Biography

I am a master’s student in Microelectronics at the School of Microelectronics, University of Science and Technology of China (USTC), advised by Assoc. Prof. Song Chen. I am currently a CSC-sponsored visiting graduate student at Nanyang Technological University (NTU), hosted by Assoc. Prof. Weichen Liu.

My research lies at the intersection of AI systems and electronic design automation (EDA). I work on efficient inference and compression for large language models, particularly Mixture-of-Experts (MoE) LLMs, and on structure-aware LLM pipelines for hardware code generation. I am drawn to problems that pair algorithmic insight with systems-level efficiency.


Recent News

  • May/2026: BitsMoE is available on arXiv, focusing on mixed-precision quantization for MoE LLMs.


Research Interests

  • MoE LLMs efficient inference: mixed-precision quantization, expert-aware compression, memory-efficient serving
  • Compression and adaptive quantization for MoE LLMs: spectral decomposition, activation-aware bit budgeting, ultra-low-bit deployment
  • LLMs for EDA and hardware design automation: design understanding, automated RTL workflows, hardware-aware generation
  • Structure-aware LLMs for RTL / Verilog generation: retrieval-augmented generation, graph-based hardware representations, multimodal soft prompting
  • LLM agents for EDA: tool-integrated reasoning with synthesis and verification feedback

Selected Research Directions

MoE LLMs Efficient Inference

Efficient MoE deployment requires preserving expert-specialized capacity while reducing resident memory and inference overhead. My work studies quantization and allocation strategies that make sparse LLMs practical under strict deployment budgets.

BitsMoE overview

BitsMoE: Efficient Spectral Energy-Guided Bit Allocation for MoE LLM Quantization. arXiv preprint, 2026. (Paper) (Code)

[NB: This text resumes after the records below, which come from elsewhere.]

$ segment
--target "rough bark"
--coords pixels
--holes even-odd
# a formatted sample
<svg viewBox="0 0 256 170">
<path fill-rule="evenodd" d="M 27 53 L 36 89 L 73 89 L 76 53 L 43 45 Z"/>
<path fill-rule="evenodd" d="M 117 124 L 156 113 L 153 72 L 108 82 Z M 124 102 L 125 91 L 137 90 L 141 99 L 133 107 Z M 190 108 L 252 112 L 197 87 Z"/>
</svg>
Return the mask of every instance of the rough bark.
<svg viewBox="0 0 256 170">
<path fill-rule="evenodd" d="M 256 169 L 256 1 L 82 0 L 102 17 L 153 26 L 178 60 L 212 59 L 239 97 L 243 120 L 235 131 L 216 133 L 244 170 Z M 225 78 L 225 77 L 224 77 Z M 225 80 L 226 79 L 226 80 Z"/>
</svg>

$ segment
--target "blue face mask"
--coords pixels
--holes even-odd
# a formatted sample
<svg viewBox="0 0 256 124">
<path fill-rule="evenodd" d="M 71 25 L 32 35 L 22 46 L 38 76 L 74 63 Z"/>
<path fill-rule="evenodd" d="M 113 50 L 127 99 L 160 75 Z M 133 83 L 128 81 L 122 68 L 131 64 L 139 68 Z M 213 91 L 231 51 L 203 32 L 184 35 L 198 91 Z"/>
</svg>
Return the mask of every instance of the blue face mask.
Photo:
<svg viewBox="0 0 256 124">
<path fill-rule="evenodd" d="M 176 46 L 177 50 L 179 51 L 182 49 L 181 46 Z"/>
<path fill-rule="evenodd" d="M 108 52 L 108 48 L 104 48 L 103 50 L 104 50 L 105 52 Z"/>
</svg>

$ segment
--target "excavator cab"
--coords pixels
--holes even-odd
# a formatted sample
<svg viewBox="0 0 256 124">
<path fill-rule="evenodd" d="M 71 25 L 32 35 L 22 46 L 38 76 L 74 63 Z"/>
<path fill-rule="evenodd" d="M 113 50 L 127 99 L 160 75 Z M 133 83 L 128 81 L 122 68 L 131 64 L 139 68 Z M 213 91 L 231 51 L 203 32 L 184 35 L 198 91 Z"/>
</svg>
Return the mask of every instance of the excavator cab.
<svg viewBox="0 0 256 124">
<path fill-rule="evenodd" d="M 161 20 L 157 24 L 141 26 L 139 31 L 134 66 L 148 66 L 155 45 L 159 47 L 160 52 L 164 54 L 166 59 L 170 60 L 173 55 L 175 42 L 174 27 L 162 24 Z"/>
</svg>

Introduces spectral energy-guided bit allocation for MoE LLM quantization, using activation-aware mixed precision to preserve expert-specific capacity under low-bit memory budgets.

Keywords: MoE LLMs; mixed-precision quantization; spectral energy; efficient inference.


Education

University of Science and Technology of China (USTC), Anhui, China
M.Sc. student in Microelectronics, School of Microelectronics · Sep 2024 – Jun 2027 (expected)
Advisor: Assoc. Prof. Song Chen

My master’s training focuses on efficient large language model systems and model compression, with current work on mixed-precision quantization and efficient inference for MoE LLMs. I am also involved in LLM-based EDA research, especially structure-aware RTL and Verilog generation.

Nanyang Technological University (NTU), Singapore
Visiting Graduate Student, College of Computing and Data Science (CCDS) · Aug 2025 – Jul 2026
Host Supervisor: Assoc. Prof. Weichen Liu

I am visiting NTU under the China Scholarship Council (CSC) joint master’s training program, working on efficient inference and quantization methods for sparse LLMs.

University of Science and Technology of China (USTC), Anhui, China
B.Sc. in Physics, Minor in Computer Science · Sep 2020 – Jun 2024

During my undergraduate study, I built a foundation in physics, mathematics, and computer science, and gradually shifted my research focus toward AI systems, model compression, and hardware-aware machine learning.